I'm still debating whether or not this was the "right" project to try this with, but I'm coming to the conclusion that may be irrelevant in the long run. What matters isn't that I have the right project, but the right habits — that I'm getting myself into the habit of making my work seen and comprehended by others. For too long I operated under the assumption that just finding any audience I could was enough, and it hurt me in ways I wasn't prepared to deal with. I only hope the damage it did to me wasn't permanent.
It's tempting to think the next project is going to be the more salable one, because it is drawn from that much greater a pool of experience than the previous one. I suspect it would be easy to make a case that Always Outnumbered, Never Outgunned is the more "commercial" project between it and Welcome to the Fold, but I also have to temper that judgment. What I think is commercial isn't always what's likely to actually be commercial, and what I think would only attract the tiniest of audiences might well be far more popular if only given a chance.

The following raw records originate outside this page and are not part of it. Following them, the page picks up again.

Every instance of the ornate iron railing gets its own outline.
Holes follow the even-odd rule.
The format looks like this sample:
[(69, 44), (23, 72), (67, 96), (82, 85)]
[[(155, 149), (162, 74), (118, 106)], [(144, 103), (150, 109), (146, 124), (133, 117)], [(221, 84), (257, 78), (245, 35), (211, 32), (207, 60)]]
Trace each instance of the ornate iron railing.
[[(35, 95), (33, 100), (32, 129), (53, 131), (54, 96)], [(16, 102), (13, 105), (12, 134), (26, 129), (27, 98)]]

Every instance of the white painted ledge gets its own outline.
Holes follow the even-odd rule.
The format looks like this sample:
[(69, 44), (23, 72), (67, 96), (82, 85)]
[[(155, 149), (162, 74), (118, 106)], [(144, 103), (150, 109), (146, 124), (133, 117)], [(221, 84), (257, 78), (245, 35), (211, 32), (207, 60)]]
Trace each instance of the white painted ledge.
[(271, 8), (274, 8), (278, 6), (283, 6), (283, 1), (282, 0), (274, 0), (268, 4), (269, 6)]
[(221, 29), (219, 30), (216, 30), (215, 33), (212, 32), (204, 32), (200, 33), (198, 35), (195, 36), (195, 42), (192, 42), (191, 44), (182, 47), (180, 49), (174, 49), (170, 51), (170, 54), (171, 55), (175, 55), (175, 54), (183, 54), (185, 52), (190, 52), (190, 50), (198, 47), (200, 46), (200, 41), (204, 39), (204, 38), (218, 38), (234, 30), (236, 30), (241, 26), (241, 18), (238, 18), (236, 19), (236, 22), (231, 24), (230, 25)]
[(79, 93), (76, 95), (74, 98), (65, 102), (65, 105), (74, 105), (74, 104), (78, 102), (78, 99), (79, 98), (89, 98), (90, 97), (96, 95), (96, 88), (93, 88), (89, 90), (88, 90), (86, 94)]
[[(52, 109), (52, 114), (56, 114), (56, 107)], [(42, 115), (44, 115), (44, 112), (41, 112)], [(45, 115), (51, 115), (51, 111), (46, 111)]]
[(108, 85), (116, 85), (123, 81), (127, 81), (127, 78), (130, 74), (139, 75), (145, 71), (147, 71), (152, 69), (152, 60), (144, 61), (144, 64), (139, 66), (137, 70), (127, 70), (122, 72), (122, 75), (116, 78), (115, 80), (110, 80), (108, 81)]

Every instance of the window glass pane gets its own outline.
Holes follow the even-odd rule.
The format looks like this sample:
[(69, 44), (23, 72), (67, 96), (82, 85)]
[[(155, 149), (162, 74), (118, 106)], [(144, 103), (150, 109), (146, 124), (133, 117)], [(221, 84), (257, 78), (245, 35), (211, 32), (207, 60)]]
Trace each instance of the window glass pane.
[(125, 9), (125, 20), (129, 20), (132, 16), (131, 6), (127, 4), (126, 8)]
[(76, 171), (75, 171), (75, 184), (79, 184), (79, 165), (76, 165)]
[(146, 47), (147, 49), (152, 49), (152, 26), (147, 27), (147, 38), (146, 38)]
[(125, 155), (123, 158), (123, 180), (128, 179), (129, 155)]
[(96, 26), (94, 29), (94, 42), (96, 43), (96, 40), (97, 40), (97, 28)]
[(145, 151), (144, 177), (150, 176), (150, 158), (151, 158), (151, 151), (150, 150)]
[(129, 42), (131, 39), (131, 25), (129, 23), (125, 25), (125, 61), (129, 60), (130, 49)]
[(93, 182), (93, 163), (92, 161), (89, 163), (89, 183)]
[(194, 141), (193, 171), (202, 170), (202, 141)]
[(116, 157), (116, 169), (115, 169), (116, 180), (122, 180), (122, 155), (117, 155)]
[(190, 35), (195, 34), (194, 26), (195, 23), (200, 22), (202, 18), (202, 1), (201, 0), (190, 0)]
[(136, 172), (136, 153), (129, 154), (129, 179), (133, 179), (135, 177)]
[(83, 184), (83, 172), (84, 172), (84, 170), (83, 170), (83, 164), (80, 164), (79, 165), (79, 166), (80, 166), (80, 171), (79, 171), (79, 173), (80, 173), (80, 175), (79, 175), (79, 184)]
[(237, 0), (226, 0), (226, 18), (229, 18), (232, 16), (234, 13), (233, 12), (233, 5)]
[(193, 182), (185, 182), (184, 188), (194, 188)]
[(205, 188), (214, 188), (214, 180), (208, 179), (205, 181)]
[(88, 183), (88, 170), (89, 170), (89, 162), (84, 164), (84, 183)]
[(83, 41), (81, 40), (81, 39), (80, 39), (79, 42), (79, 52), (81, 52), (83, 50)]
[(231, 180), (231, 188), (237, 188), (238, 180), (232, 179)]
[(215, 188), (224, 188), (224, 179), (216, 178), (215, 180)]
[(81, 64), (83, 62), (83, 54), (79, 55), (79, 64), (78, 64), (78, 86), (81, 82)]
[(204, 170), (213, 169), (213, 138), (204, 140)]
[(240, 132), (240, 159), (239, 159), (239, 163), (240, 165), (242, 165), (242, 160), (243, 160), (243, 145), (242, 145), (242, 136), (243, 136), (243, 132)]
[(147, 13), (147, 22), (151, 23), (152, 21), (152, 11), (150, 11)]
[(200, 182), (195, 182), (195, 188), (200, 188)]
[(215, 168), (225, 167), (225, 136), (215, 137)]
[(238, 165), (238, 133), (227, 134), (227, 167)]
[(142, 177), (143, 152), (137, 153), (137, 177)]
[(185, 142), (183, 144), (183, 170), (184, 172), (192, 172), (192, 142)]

The typical definition for what is "commercial" is "what a lot of people buy", but as of late I'm thinking it might be better defined as "what someone somewhere thinks is worth selling to a lot of people". Slight variation there. People generally only buy something en masse if a) they know it exists and b) they think it's worth spending the money on. The a) part of that formula is the hard part, because the single toughest mission anyone in media has right now is getting people's attention without annoying them, which is why such drumming-up typically falls to people who have money to burn. Word of mouth doesn't scale the way folding green does — or maybe better to say, it doesn't scale anywhere nearly as consistently. (Also, as far as b) goes, it's easier to fool people into thinking something is worth it than any of us admit.)
Anyway, main subject again: Much of why I'm pitching Fold as a psychological thriller is because I had to put some kind of label on it, and I figure that label will get it as close as possible to whatever audience is as likely to receive it. AONO is closer to soft-SF-bordering-on-fantasy, so it'll be relatively easy to drop into that particular bucket. At least, I think.